I knew that he knew this. In the still pause, I watched as a single tear welled up in the corner of his eye and spilled across his eyelashes. He blinked, but his eyes stayed closed as another tear trailed down his cheek. I let go of his hand, and wiped his face with a cloth. Later, I realized that I’d clenched my other fist when I saw that my nails had a dug four red half-crescent moons into the palm of my hand.
“I want to grow old with you, Tom. But I don’t want you to live just because I want you to. That would be too selfish. This is your life, not mine.” I took a deep breath. “And the thing is, it’s OK if you don’t want to fight anymore.”
No clear response, if I was being objective, which admittedly was getting harder. He couldn’t see me, but I was pretty sure he heard how my voice wobbled. I held his hand again gently.
“But if you want to fight, I’m going to fight, too. We’re in this together. I will leave no stone unturned. In fact, I’ve been reading some articles on experimental treatment for multi-drug-resistant infections, and I have an idea …”

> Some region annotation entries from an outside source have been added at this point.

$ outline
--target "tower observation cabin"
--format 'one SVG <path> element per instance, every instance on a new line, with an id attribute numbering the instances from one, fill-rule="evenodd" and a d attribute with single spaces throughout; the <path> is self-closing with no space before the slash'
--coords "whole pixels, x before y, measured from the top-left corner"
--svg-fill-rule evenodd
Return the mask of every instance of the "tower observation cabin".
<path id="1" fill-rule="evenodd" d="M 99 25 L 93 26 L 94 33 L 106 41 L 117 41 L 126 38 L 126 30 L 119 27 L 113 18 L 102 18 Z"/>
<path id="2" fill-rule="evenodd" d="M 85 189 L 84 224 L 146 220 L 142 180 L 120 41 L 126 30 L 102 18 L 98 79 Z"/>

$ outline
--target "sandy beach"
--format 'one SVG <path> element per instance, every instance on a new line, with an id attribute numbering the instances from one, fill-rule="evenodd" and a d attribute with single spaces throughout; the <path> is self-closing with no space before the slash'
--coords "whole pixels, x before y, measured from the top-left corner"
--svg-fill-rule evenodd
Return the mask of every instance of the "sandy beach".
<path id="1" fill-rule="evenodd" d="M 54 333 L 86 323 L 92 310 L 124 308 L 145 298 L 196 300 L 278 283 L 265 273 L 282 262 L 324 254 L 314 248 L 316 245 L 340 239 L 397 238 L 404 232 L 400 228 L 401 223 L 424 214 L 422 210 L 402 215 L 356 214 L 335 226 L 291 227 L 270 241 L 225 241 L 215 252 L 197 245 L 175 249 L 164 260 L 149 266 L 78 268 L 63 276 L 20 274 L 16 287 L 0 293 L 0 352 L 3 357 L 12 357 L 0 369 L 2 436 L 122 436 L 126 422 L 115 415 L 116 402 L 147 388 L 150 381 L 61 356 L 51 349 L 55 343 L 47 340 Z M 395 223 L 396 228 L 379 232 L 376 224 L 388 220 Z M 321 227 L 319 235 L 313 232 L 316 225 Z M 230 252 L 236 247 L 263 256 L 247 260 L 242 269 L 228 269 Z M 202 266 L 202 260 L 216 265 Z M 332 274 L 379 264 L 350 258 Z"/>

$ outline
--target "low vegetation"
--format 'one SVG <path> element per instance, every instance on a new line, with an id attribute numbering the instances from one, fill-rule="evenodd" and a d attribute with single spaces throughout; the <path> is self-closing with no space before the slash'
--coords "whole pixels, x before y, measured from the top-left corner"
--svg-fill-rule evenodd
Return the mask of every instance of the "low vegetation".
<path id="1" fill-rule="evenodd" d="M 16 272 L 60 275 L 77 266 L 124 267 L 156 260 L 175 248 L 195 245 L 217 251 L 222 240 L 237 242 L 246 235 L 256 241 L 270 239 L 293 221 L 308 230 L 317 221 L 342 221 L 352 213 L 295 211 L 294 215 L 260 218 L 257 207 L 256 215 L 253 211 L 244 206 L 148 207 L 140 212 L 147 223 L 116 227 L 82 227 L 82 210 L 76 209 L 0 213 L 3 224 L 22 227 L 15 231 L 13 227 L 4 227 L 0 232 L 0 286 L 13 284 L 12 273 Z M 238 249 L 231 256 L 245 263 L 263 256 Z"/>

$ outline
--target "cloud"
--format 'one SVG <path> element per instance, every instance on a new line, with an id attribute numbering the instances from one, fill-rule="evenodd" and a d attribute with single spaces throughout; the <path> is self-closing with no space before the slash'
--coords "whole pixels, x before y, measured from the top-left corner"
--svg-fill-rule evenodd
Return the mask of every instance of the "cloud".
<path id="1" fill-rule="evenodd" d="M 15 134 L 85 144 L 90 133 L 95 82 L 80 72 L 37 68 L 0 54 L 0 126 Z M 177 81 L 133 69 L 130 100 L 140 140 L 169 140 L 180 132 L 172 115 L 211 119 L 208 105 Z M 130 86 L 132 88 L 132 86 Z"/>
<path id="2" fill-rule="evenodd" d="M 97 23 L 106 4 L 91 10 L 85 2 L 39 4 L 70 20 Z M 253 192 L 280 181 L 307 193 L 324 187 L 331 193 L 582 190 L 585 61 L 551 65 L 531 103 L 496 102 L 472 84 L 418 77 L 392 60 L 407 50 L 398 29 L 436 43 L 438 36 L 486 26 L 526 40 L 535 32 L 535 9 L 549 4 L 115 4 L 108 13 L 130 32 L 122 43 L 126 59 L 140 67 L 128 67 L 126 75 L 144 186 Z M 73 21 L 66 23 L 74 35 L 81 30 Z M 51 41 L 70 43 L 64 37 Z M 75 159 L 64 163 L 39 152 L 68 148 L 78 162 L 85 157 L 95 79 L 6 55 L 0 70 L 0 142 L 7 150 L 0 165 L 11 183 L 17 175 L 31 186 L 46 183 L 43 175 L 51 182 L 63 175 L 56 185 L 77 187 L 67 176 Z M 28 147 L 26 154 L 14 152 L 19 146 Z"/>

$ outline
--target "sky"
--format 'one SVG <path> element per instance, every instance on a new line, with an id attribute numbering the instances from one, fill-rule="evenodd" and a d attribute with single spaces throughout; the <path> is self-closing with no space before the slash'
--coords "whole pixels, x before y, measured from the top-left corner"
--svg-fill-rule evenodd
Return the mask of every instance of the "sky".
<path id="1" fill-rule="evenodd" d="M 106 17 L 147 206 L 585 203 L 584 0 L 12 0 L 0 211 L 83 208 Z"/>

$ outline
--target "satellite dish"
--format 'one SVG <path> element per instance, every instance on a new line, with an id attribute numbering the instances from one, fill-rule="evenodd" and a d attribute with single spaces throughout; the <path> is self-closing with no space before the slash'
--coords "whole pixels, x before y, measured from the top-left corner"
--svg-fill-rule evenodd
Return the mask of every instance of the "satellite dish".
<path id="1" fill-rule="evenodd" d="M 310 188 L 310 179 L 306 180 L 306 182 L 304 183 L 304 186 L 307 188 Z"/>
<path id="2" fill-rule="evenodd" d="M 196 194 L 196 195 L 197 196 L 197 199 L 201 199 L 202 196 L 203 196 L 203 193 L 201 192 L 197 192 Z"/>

I told him about the phages, how they’d evolved over millennia to become the perfect predator of their hosts — bacteria. Of course, if he were awake, he’d be chomping at the bit, asking a million questions. But I had to cover all the bases, an effort at informed consent, in case he could hear me.
So, I laid it out. Longshot as treatments go. Sound science as far as it went — but untested on humans infected with a fully antibiotic-resistant Acinetobacter baumannii strain that had totally colonized the body. Experimental, which meant it could take time to get permission to use on him. And no guarantees that it would work or, even if it did, that he’d recover from the damage already done.

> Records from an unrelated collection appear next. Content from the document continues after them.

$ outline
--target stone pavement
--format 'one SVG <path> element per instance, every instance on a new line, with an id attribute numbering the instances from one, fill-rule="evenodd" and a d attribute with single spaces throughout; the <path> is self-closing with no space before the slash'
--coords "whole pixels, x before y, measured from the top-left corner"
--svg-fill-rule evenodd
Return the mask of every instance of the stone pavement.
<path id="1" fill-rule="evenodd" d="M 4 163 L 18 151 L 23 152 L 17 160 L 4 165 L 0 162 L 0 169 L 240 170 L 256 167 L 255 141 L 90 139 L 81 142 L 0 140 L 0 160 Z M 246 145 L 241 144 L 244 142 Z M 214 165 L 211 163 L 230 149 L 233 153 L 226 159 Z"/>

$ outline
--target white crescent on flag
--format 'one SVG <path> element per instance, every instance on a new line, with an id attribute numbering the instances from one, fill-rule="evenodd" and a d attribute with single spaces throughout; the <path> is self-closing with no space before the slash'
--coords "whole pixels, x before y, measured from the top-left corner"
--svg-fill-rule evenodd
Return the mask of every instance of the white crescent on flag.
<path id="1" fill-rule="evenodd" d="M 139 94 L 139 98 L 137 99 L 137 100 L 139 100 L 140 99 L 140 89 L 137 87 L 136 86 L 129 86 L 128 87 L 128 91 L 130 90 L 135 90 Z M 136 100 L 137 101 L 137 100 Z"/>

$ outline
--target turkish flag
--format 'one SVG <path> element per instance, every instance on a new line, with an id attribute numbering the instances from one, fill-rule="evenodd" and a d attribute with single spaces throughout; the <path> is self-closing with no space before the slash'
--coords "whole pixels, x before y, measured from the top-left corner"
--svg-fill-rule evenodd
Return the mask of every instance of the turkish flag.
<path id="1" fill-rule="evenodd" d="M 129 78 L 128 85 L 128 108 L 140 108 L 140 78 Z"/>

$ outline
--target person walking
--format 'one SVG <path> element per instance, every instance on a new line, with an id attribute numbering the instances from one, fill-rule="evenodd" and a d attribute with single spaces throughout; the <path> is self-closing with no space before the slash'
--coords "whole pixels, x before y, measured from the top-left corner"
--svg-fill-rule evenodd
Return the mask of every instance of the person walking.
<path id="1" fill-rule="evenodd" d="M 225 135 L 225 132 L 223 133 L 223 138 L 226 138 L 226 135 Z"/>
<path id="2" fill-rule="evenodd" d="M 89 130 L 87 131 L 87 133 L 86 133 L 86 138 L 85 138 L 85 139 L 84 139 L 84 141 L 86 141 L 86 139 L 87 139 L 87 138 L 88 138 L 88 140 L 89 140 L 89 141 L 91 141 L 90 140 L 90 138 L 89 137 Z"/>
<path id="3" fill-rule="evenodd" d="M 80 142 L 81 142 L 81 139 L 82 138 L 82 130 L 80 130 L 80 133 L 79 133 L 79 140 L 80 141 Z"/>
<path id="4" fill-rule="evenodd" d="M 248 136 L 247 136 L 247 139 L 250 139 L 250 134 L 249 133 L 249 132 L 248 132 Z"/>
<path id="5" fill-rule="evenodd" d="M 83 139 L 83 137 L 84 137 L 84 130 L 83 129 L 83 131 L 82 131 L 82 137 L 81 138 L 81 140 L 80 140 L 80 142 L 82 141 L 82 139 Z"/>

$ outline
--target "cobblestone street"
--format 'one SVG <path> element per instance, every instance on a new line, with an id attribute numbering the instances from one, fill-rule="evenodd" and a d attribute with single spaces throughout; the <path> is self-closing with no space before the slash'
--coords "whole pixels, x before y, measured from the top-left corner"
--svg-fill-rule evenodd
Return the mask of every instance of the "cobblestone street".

“I’m not sure how to do it yet, but maybe we can get you some experimental phage therapy.” I squeezed his hand gently. “If you want to try it, can you squeeze my hand?”
He seemed to stiffen but … nothing. And then — he squeezed back, hard. No retreat.
That night, when I went to bed, even looking at the worst-case scenario with clarity, I didn’t cry myself to sleep. I dreamed of wading waist-deep in a swamp, hunting for phages as if panning for gold. The water was murky and putrid, swirling with images of alienlooking phages, their heads the shape of microscopic geodesic domes and rocket ship tails trailing long filamentous fibres. When I looked down, I saw that I wasn’t holding a miner’s pan, but the cracked bedpan from the clinic in Luxor.
I woke in a panic and rubbed my face with sweaty palms. With relief, I realized it was just a dream. But for the first time waking up to the real-life nightmare of Tom’s illness, I felt more exhilarated, less hopeless. I leapt out of bed so fast I startled Newt and the kittens, who had curled around my knees while I slept.
Now all I needed was to find some phages. How hard could that be?